The following list defines some of the TCP port names that can be used to make extended access-list coding easier.

bgp chargen
daytime  discard
domain  echo
finger  ftp-control
ftp-data gopher
hostname  irc
klogin kshell
lpd  nntp
pop2  pop3
sunrpc  syslog
tacacs-ds  talk
telnet  time
uucp  whois
www

Use the ? in place of the port number when entering the command in order to verify the port numbers associated with these protocol names. Other port names can be found in the "Assigned Numbers" RFC (1700).

UDP Syntax

The access-list udp command creates an entry in an extended access list.
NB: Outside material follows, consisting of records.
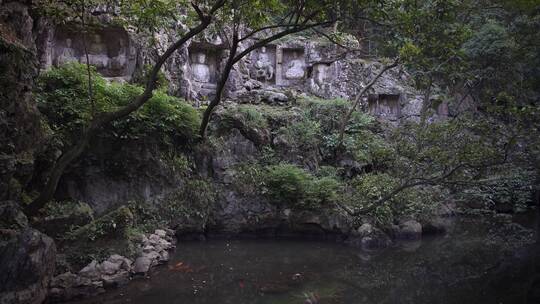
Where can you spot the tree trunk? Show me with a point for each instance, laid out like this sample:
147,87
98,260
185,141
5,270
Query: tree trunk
357,100
98,122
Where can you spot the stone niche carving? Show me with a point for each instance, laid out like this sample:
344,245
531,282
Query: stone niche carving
263,67
320,75
385,105
293,66
109,50
204,62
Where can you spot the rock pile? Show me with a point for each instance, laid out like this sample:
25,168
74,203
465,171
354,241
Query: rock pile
116,270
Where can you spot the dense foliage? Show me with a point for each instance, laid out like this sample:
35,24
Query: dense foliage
62,95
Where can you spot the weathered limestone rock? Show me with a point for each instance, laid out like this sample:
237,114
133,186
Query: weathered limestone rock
142,264
409,230
27,263
368,237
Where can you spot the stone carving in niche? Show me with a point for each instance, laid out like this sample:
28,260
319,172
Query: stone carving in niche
66,54
319,80
109,50
201,70
293,66
204,61
384,105
98,55
264,62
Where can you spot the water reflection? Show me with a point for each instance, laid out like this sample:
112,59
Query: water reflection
465,266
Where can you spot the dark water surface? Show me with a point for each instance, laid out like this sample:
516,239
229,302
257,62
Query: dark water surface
474,263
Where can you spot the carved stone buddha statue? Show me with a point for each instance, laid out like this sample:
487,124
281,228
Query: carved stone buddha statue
295,68
201,70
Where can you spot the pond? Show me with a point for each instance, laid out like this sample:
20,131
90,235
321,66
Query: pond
476,262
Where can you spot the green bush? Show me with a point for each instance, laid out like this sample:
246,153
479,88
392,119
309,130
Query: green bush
289,185
249,116
62,95
304,134
286,183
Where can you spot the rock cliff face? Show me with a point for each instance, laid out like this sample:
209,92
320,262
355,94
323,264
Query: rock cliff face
27,257
21,132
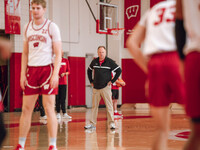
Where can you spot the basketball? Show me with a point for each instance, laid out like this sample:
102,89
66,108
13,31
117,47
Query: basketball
120,82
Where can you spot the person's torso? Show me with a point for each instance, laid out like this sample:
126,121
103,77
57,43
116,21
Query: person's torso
159,36
39,44
102,73
191,12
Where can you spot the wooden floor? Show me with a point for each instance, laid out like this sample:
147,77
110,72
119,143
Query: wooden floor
134,132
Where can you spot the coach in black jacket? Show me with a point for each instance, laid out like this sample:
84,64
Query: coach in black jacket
102,66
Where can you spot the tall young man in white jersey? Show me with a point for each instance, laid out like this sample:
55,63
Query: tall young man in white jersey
188,21
156,29
38,73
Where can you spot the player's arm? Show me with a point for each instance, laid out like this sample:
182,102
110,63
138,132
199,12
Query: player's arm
24,64
89,72
180,33
133,44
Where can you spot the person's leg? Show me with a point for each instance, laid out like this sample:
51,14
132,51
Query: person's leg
115,105
95,105
58,100
52,124
193,142
2,129
107,96
63,89
162,118
25,119
42,112
192,78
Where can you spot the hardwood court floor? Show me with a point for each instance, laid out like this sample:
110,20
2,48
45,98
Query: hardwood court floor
134,132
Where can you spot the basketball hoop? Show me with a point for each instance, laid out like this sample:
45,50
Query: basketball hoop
107,21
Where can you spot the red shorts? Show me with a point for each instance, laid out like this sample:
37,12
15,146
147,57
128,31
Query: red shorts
165,83
38,79
192,77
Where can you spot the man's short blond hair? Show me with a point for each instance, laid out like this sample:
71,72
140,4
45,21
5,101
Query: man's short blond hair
43,3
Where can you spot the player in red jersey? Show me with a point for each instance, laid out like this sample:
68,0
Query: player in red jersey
160,61
39,75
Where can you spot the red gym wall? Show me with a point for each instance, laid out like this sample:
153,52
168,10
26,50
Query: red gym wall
135,78
15,89
76,81
133,92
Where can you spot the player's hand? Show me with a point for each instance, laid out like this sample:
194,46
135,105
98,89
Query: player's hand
23,81
54,81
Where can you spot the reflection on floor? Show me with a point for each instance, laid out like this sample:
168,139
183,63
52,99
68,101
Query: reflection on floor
134,131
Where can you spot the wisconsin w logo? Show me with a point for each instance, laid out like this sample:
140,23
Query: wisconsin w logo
132,11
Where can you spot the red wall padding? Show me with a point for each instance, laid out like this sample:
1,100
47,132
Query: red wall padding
135,78
15,89
76,81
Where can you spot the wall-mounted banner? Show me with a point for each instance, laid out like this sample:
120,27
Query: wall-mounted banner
12,16
131,16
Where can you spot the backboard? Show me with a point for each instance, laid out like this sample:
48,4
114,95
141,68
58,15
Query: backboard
107,21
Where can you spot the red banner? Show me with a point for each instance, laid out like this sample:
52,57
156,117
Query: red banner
154,2
131,16
30,11
12,16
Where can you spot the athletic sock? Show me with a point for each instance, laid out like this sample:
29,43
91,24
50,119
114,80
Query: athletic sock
22,141
52,141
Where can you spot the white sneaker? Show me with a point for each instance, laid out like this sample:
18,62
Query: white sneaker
58,116
90,126
43,117
112,126
65,115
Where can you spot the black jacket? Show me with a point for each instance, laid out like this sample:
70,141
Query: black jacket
102,74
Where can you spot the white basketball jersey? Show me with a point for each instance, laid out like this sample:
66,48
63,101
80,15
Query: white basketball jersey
40,42
159,23
191,12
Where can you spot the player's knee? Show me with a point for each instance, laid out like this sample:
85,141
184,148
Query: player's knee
26,110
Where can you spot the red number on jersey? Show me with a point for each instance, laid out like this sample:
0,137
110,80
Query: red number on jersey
161,12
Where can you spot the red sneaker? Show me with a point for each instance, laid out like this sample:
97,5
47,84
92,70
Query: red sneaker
51,147
19,147
117,115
The protocol keyword udp indicates that an alternate syntax is being used for this command and that protocol-specific options are available.

The configuration for User Datagram Protocol (UDP) is similar to TCP. However, UDP is not a connection-oriented protocol, so there is no established parameter as there is in TCP.

access-list  access-list-number {permit | deny} udp
{source source-wildcard | any}
[operator source-port | source-port]
{destination destination-wildcard | any}
[operator destination-port | destination-port]

UDP Port Names

UDP port names can be used to simplify extended access-list configurations. The following is a partial list of defined UDP port names:

biff  bootpc
bootps  discard
dns  dnsix
echo  mobile-ip
nameserver  netbios-dgm
netbios-ns  ntp
rip  snmp
snmptrap  sunrpc
syslog  tacasds-ds
talk  tftp
time  whois
xdmcp

Use the ? in place of the port number when entering the command in order to verify the port numbers associated with these protocol names.